By Jannette Whisenhunt, RDH, BS, MEd, PhD
Having great communication skills may be one of the hardest things to accomplish in an office. But with determination and a good attitude, it can be done! No one is an excellent communicator to everyone all of the time, and it is unrealistic to think otherwise. We can all, however, improve our communication skills.
Some of us think that our bosses should be the best at communicating what they want from their employees, but many times that is not the case. As employees, we can do something about the communication skills of those we work with; it is not that hard to do. It just takes some practice. "A key point is that you must take responsibility for your communication, whether you send it or receive it." (Ladew 102). We can only take care of how we communicate and not how others do it. So taking that responsibility on and trying some new skills to improve has to start with us. Some simple things we need think about are the following:
- Being a good communicator starts with being a good listener. We have two ears and one mouth!

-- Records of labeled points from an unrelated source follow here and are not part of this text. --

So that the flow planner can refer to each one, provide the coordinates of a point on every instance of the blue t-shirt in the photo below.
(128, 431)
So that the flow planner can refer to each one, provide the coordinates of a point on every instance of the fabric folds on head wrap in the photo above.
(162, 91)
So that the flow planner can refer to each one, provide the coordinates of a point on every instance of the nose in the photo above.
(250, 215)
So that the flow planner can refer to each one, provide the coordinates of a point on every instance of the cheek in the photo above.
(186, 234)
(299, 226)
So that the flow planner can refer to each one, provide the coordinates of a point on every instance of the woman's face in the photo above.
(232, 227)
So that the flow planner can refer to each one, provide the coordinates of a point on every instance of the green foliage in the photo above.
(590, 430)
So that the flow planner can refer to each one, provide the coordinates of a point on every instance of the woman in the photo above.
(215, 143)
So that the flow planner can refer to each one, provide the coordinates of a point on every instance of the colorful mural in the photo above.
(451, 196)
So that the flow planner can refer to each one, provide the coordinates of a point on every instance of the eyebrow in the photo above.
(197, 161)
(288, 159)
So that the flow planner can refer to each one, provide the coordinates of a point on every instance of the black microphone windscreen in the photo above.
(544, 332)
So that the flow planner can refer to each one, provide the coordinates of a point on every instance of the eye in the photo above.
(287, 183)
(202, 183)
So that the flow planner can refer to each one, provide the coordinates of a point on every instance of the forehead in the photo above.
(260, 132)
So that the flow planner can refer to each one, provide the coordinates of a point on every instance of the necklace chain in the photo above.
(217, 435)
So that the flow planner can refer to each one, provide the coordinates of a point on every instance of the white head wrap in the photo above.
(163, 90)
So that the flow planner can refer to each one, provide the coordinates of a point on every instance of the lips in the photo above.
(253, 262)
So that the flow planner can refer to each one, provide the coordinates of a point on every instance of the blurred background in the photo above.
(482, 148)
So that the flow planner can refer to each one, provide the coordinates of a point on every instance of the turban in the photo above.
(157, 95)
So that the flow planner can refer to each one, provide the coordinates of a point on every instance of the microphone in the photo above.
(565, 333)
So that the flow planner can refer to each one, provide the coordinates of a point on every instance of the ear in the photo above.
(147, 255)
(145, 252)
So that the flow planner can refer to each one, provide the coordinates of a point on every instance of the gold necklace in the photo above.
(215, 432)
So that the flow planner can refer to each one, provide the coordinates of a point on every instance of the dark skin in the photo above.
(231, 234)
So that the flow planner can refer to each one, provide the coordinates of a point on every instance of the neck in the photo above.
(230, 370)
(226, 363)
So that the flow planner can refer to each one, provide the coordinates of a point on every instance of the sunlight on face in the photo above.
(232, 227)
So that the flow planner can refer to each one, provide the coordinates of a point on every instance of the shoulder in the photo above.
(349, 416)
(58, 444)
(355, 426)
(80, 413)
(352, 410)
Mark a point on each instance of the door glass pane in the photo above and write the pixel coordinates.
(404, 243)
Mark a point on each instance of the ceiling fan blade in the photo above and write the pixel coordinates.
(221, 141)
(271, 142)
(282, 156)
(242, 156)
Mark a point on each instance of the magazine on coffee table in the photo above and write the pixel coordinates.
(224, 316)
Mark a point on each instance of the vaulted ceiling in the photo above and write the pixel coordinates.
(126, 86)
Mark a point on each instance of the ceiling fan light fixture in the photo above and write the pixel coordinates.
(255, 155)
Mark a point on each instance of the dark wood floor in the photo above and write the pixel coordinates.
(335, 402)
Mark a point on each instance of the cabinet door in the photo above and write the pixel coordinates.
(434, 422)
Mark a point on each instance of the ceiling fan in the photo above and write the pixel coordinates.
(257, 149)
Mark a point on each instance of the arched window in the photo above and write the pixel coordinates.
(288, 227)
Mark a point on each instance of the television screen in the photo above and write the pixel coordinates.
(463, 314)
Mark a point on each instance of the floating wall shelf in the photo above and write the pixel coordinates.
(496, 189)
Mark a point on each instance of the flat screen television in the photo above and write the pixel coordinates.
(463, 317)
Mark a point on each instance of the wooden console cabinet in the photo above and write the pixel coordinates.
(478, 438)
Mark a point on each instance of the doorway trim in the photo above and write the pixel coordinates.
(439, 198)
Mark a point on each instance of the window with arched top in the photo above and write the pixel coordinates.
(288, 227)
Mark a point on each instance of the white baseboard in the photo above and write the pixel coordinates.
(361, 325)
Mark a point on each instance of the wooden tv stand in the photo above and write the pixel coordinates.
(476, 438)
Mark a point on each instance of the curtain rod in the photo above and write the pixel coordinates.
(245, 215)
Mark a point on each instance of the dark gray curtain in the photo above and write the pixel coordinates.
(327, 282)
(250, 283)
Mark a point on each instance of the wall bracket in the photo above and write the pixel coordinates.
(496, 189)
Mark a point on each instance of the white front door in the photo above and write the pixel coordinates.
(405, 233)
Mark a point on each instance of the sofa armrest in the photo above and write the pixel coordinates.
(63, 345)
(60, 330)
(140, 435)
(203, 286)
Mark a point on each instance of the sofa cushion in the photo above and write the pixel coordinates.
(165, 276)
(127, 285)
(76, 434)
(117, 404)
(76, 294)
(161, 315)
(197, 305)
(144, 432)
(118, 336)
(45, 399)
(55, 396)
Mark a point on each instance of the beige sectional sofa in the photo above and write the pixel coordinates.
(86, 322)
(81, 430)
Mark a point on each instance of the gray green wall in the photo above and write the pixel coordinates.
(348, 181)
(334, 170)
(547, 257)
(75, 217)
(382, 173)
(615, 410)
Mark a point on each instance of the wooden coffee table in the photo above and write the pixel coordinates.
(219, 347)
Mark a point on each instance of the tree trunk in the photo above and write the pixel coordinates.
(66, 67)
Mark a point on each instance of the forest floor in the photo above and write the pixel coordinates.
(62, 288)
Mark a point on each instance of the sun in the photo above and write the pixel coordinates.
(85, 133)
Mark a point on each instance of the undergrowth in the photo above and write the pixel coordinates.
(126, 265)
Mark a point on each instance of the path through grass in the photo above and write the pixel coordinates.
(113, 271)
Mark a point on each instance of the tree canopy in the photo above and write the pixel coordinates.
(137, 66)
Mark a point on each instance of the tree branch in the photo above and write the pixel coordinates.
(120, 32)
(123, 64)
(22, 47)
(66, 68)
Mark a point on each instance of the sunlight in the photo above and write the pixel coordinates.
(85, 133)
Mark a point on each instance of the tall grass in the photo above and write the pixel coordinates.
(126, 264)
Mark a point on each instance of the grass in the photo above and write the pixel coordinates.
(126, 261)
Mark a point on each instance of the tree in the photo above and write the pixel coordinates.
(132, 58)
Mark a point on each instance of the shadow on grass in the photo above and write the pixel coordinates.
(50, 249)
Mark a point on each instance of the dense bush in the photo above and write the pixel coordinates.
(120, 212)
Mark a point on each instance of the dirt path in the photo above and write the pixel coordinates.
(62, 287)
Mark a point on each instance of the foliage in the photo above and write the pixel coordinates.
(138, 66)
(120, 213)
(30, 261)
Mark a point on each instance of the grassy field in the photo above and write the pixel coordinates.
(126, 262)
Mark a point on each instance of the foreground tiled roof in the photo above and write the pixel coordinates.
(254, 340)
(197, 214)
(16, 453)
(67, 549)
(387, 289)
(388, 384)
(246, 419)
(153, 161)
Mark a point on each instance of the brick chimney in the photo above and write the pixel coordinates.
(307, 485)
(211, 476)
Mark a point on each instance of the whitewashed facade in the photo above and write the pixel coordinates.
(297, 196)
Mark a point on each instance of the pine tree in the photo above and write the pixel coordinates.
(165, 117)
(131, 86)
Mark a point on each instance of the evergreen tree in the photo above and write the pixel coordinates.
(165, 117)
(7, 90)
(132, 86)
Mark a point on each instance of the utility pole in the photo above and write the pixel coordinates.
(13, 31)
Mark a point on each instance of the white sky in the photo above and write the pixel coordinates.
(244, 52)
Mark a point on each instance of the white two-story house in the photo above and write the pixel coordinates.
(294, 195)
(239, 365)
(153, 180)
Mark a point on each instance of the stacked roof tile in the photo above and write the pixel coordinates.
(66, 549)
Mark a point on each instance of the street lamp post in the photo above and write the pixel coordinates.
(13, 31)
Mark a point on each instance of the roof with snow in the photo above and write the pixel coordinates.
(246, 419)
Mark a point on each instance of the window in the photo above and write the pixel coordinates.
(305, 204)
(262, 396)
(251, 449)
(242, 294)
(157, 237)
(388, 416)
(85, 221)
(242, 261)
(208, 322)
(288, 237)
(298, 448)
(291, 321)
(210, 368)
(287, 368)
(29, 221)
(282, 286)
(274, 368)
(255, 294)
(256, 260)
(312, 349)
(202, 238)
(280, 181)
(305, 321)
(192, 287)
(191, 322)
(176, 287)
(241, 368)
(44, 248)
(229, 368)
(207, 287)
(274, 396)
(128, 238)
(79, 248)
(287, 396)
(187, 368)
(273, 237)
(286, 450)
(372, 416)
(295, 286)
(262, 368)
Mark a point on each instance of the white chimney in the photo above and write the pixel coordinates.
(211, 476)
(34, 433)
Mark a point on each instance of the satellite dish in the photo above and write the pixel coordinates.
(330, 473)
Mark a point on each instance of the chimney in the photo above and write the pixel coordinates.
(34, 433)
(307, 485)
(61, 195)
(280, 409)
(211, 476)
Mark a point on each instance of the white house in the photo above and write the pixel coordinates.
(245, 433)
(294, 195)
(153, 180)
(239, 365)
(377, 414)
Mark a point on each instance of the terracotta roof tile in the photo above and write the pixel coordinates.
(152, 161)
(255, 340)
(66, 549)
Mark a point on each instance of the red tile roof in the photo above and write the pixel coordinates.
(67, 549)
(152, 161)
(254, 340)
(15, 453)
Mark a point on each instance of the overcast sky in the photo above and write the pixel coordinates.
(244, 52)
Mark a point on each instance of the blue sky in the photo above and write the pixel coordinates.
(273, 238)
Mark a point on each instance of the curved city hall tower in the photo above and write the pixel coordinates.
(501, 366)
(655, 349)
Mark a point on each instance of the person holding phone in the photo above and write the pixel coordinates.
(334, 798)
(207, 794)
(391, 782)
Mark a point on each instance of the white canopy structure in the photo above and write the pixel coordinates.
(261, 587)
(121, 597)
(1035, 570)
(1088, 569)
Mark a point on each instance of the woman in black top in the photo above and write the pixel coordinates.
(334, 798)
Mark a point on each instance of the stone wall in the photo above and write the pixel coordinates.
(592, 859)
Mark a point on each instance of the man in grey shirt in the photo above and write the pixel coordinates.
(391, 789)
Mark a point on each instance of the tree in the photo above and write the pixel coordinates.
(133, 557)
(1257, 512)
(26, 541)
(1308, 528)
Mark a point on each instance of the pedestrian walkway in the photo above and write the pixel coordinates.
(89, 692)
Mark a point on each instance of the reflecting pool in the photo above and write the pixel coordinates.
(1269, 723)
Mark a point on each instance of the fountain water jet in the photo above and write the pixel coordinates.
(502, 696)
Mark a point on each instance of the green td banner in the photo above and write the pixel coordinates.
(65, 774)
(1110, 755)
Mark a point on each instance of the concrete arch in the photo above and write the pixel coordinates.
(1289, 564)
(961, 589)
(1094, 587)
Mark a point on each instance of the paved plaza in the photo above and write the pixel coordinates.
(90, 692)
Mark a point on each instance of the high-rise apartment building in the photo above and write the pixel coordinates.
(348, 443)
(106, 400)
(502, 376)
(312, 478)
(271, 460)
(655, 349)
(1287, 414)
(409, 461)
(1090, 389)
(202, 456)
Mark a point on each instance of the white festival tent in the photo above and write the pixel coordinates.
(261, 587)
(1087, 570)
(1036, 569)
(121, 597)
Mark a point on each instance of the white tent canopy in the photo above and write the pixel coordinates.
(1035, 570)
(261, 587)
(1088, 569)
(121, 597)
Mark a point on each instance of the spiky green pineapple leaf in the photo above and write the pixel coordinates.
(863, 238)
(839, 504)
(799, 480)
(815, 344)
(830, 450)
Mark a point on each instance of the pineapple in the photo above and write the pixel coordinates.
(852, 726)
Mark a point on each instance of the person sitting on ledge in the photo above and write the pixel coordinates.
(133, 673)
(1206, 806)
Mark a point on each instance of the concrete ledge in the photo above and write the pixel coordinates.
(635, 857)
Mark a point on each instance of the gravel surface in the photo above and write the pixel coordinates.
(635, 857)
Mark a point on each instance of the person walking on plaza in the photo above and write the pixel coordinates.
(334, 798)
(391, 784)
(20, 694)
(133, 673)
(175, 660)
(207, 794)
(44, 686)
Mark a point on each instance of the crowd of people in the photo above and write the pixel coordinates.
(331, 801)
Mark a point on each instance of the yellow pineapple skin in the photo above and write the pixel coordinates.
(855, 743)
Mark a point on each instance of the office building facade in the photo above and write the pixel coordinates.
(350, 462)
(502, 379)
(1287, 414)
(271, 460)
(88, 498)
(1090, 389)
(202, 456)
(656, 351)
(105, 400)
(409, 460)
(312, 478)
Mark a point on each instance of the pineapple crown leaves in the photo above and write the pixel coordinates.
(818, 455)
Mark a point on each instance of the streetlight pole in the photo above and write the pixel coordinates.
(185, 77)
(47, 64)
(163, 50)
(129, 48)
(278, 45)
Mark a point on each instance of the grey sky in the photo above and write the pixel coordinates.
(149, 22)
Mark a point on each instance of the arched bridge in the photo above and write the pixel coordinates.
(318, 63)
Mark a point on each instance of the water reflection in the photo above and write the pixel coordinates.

- Don't take anything for granted, or assume that you know what they mean when you receive data. Always follow through and ask them to let you explain how you understand it, giving them an opportunity to answer questions or explain it better.
- Go over any instructions you are given in a short manner back to them, so that they have the opportunity to change something before you take it on and then do something wrong because you misunderstood.
- Don't expect others to read your mind. You have to explain things in a simple way so that both of you are clear with what is expected.
- If you can get instructions in writing, this is great and will help with missed signals. We don't want to totally rely on verbal commands.
- Having a helpful and courteous attitude toward people that are trying to do what you ask of them goes a long way, and will determine how hard they will try to do it right and how much time they will put into a difficult assignment. If you don't appreciate what they are doing for you, then don't expect it to be done right!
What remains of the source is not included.